My dad started working for the World Wrestling Federation (better known today as WWE) when I was about six years old. He was, and still is, the Spanish commentator for all of their events, which means that I got to spend a little time backstage in the 90s when wrestling really blew up. I was able to meet a lot of the WWF's biggest stars -- which was cool and all -- but I had nothing to say at the time. Not only was I not that into wrestling, I was a "Holy Grail"-reciting comedy nerd who couldn't be bothered with a pageant of men in spandex beating the Christ out of each other. I'd tell the other kids at school about my dad and give away T-shirts and toys as proof (ironically, to keep from getting my ass kicked on occasion). Wrestling didn't strike a chord with me... Until I met Jerry Lawler.
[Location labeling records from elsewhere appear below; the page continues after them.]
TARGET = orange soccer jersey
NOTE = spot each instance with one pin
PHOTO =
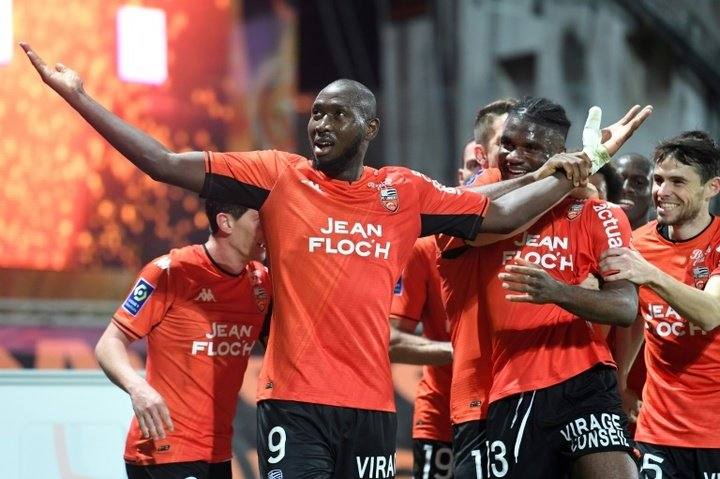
(336, 249)
(471, 375)
(201, 324)
(681, 398)
(417, 298)
(540, 345)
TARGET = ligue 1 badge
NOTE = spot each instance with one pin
(261, 298)
(389, 198)
(575, 210)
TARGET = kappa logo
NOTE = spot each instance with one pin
(205, 295)
(575, 210)
(389, 199)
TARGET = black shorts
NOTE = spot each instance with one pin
(470, 450)
(667, 462)
(539, 434)
(181, 470)
(302, 440)
(432, 459)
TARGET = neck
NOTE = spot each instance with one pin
(691, 228)
(228, 258)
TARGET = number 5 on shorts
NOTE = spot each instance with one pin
(649, 465)
(276, 446)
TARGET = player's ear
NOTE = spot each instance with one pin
(371, 129)
(712, 187)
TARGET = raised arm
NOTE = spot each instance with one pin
(517, 208)
(186, 170)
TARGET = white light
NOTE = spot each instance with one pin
(142, 45)
(6, 46)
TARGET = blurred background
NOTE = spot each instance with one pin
(77, 221)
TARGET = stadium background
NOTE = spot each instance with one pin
(77, 221)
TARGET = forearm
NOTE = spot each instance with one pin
(149, 155)
(614, 307)
(496, 190)
(513, 210)
(411, 349)
(111, 354)
(628, 342)
(696, 306)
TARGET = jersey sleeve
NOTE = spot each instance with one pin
(449, 210)
(609, 228)
(148, 301)
(411, 289)
(245, 178)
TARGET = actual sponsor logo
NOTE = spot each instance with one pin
(575, 210)
(389, 199)
(205, 296)
(138, 296)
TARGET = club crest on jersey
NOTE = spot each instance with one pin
(389, 198)
(137, 297)
(261, 297)
(575, 210)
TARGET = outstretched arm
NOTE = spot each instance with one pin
(186, 170)
(515, 209)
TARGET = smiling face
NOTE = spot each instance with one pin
(338, 128)
(525, 146)
(635, 199)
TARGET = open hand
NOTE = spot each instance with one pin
(65, 81)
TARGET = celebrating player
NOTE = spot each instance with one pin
(677, 263)
(202, 308)
(338, 234)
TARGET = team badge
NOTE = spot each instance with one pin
(575, 210)
(137, 297)
(389, 198)
(261, 298)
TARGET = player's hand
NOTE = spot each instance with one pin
(151, 411)
(65, 81)
(529, 283)
(576, 167)
(626, 263)
(615, 135)
(631, 404)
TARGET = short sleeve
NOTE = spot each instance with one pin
(411, 290)
(245, 178)
(609, 227)
(449, 210)
(148, 301)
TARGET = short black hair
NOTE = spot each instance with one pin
(363, 98)
(212, 208)
(693, 148)
(544, 112)
(486, 116)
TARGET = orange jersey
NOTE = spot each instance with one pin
(201, 324)
(417, 298)
(681, 398)
(458, 267)
(540, 345)
(337, 248)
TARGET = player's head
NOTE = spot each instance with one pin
(488, 127)
(342, 123)
(635, 172)
(608, 183)
(236, 227)
(536, 129)
(685, 177)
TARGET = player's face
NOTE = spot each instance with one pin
(247, 237)
(678, 192)
(525, 147)
(636, 194)
(493, 146)
(336, 127)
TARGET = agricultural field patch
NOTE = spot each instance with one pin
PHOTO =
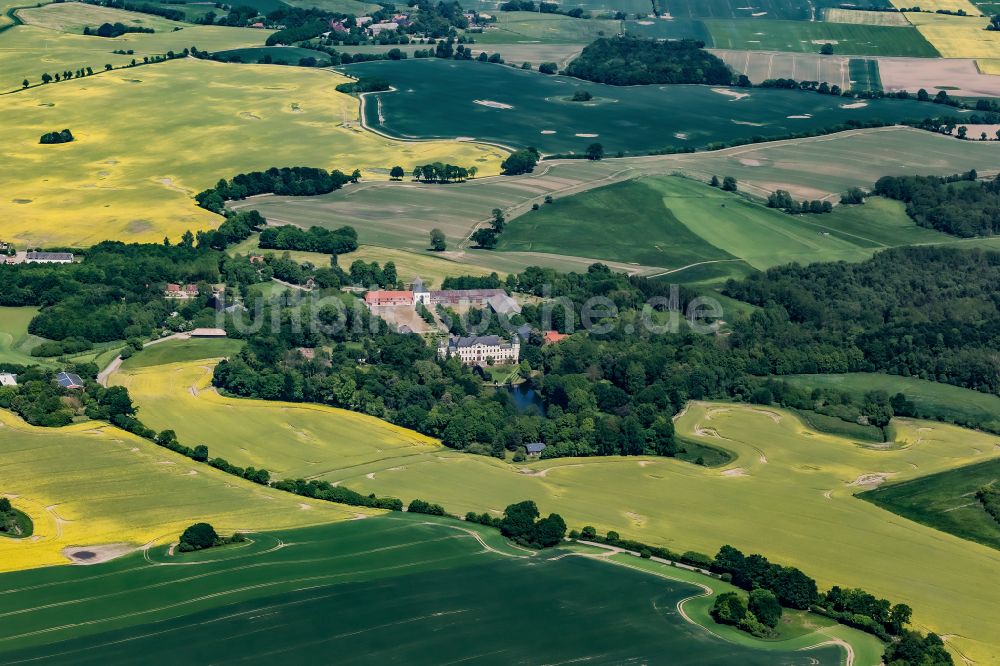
(946, 501)
(966, 6)
(791, 476)
(958, 36)
(90, 485)
(289, 440)
(15, 341)
(231, 118)
(28, 51)
(840, 15)
(762, 9)
(535, 110)
(808, 37)
(438, 586)
(933, 399)
(401, 215)
(73, 17)
(660, 28)
(179, 351)
(531, 27)
(761, 65)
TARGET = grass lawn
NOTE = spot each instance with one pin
(933, 399)
(807, 37)
(89, 485)
(177, 351)
(536, 110)
(231, 118)
(946, 501)
(73, 17)
(427, 582)
(788, 493)
(529, 27)
(15, 341)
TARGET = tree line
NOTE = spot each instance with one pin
(313, 239)
(625, 61)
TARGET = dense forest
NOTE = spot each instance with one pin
(958, 205)
(629, 61)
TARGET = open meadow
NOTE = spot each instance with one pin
(946, 501)
(400, 215)
(231, 118)
(788, 494)
(958, 36)
(394, 589)
(75, 16)
(807, 37)
(933, 399)
(521, 108)
(96, 488)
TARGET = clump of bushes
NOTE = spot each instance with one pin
(65, 136)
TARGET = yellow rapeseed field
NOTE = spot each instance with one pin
(137, 159)
(93, 485)
(958, 36)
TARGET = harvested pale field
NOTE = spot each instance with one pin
(74, 16)
(134, 180)
(838, 15)
(958, 36)
(960, 77)
(92, 485)
(762, 65)
(935, 5)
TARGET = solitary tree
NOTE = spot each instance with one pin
(438, 241)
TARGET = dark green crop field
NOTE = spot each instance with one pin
(524, 108)
(396, 589)
(945, 501)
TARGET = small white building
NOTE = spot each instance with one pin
(48, 258)
(480, 349)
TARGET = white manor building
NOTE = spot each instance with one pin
(477, 350)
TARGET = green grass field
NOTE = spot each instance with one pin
(393, 589)
(536, 110)
(15, 341)
(676, 223)
(231, 118)
(90, 485)
(807, 37)
(529, 27)
(179, 351)
(793, 488)
(946, 501)
(73, 17)
(933, 399)
(400, 215)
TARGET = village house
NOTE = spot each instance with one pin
(35, 257)
(181, 291)
(383, 298)
(480, 349)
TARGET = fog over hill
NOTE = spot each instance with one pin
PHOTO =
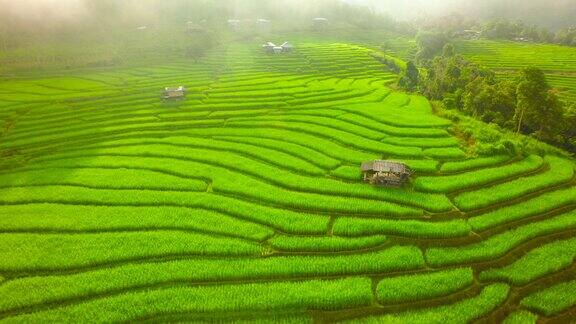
(550, 13)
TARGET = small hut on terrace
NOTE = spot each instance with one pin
(272, 48)
(287, 47)
(320, 23)
(269, 47)
(192, 27)
(234, 23)
(385, 173)
(174, 93)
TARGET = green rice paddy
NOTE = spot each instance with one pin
(559, 62)
(245, 201)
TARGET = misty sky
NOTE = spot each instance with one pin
(553, 13)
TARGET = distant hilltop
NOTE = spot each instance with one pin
(553, 14)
Jerry "The King" Lawler, a wrestling mega-star and crown enthusiast, was a good friend of legendary comedian Andy Kaufman. Back in the day, Lawler was nice enough to play the good guy to Kaufman's villain as he toured the country challenging women (and only women) to wrestle. When I asked about Kaufman, The King was quick to offer a story about how he and Andy wanted to go on local news in Memphis and teach the viewers how to use soap and toilet paper, only the station would never let it air.
While Lawler and his anecdote made their way into the movie Man On The Moon, I went to college in New York, started a sketch group and tried to make a go of it in comedy... But the world of wrestling was never far. I interned at The Onion, where my boss Robert Siegel was already penning the screenplay to The Wrestler, then spent a semester in the archival room at Saturday Night Live, where I found that the show's links to the squared circle didn't end with Kaufman. After hosting SNL in 2000, Dwayne Johnson stopped going by "The Rock" and started showing up in movies like Reno 911: Miami, Get Smart and Southland Tales. He's been on three times since then, most recently to play hulked-out president "The Rock Obama." Wrestling's also inspired many an SNL sketch; from Chris Farley as tropical storm El Nino to Jason Segel ordering ice cream as Andre The Giant.
For comedians, a wrestling persona facilitates a shocking, more entertaining version of yourself, like what Stephen Colbert does every night. The same kids who grew up body-slamming each other in the living room are now improvisers down at the Upright Citizens Brigade Theater, where their own brand of comedy wrestling, UCBW, thrives. Every Thursday night, these kids trot out mega-stars of their own design, either serving as homage (like Randy "The Manly Man" Manley), or as a vehicle to push the audience as far as they can go (like with the menstruation-themed Bloody Mary)... and it all comes from a place of love for wrestling's ridiculous costumes and dramatic repartee.
Now, Kaufman loved the sport because of the strong, negative response a man could elicit from the crowd. Andy loved being a step ahead of his audience, and he'd already perfected the art of offense with Tony Clifton, so this was the natural progression for him. Bad guys in wrestling are constantly over-the-top, falling on some crutch to unify the crowd under a common hatred; e.g., In the 80s, "The Million Dollar Man" was a well-heeled villain (an Iron Yuppie of sorts) who used his fortune to rig matches and make fun of poor people, much to the chagrin of working-class fans. Kaufman followed suit with a mix of pride and sexism that guaranteed anger from every class and gender.
So what are the elements that make it so great to watch and even better to play? First, it's a pretty unique spectator's experience. There's no strategy to think about or stats to keep track of. It's a horseless rodeo where competitors ride each other into submission for a big, Texas belt buckle. Then there's choosing sides; you can love the good guy and hate the bad guy, or you can hate the good guy simply for being good and love the bad guy for spite. The point is that you're never wrong. You and everyone else are in on some make-pretend allegiance; believing in something, wholeheartedly and free of doubt. It's an experience that's not just satisfying, but rarely found anywhere else; a sport for people who enjoy being right all the time (a group of folks I affectionately refer to as "everyone.")
While the spectator is satisfied with being infallible, the reward for comedians and performers is a playground for some id-driven game of cops and robbers; a no-holds-barred match between good and evil. Wrestlers get to operate somewhere just under super-villainy; always playing some cat-and-mouse game full of costumes and monologues, sharpening their claws until some inevitable showdown next Sunday at the Meadowlands (where the price of admission gets you a full seat but you'll only need... the edge).